What are covariates (nuisance regressors)?

Answer 3

They are other variables that the researcher is not interested in, but that still are expected to predict variations of the signal

Question 4

Are regressors paired exactly with the occurrence of the independent variable?

Answer 4

No, they are convoluted to account for the distortion in the signal caused by the Haemodynamic Response Function

Question 5

When are nuisance regressors actually useful? Can you make some examples?

Answer 5

Nuisance regressors are useful when they help predict some variance in the Y (BOLD signal) and reduce epsilon (error). Movement of a participant when blinking eyes or moving a hand to perform a task, heart rate and respiration are examples of useful nuisance regressors

Question 6

What are the Beta values telling us? Make an example, what happens if column 3 of the design Matrix has a big beta?

Answer 6

Beta values are the coefficient of a regressor. They are telling us how much the variation in the independent variable predicts change in the system.
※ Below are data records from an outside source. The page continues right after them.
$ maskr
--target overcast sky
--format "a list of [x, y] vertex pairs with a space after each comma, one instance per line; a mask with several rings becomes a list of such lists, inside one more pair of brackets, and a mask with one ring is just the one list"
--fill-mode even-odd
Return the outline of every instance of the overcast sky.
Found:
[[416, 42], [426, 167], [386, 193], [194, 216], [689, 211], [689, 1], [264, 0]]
For instance a big beta in column three means that a small change in the independent variable 3 is associated with a big change in the signal Y

Question 7

What is the difference in terms of relationship between variables and signal in a simple linear regression and a multiple linear regression?

Answer 7

In a simple linear regression values of the independent variables are each linearly associated directly with changes of the signal, in a multiple linear regression the interactions are also among the variables

Question 8

What is a constant regressor?

Answer 8

It is a regressor variable with an associated beta that is used to account for a background noise in the signal

Question 9

How is epsilon assumed to be?

Answer 9

Independent and identically distributed according to zero mean normal distribution with unknown variance.

Question 10

In a geometric interpretation of the GLM, how would you interpret the vector of residuals?

Answer 10

The shortest line in the hyperplane connecting the modeled signal with the actual signal

Question 11

What is the mathematical and non mathematical objective of the process called Ordinary Least Squares (OLS)?
Explain its mathematical expression 𝑋T𝜀Ƹ= 0
𝑋T( 𝑦 − 𝑋𝛽)= 0

Answer 11

The mathematical objective is to reduce the squared (so that it accommodates for positive and negative) error in the GLM.
The non mathematical is to reduce to the minimum the discrepancy between modeled and actual signal, which is what the second equation is saying

Question 12

What does efficiency measure? What does it mean to have high efficiency?

Answer 12

Efficiency measures the ability of a regressor to predict the signal independently of other regressors. A low efficiency is bad because it gets impossible to tell which condition elicited a certain BOLD response (imagine for instance nuisance regressors covarying strongly with a regressor of interest.

Question 13

What is a t-contrast measuring in GLM?

Answer 13

If there is a difference between two regressors, it calculates the probability of differences between two conditons.

Question 14

What is an F-contrast measuring in GLM?

Answer 14

If there is an effect of first or second regressor, as the t-contrast test it it tested against a null hypothesis.
It’s a statistical test used to measure the overall significance of a set of predictors or conditions in explaining the observed variance in the data.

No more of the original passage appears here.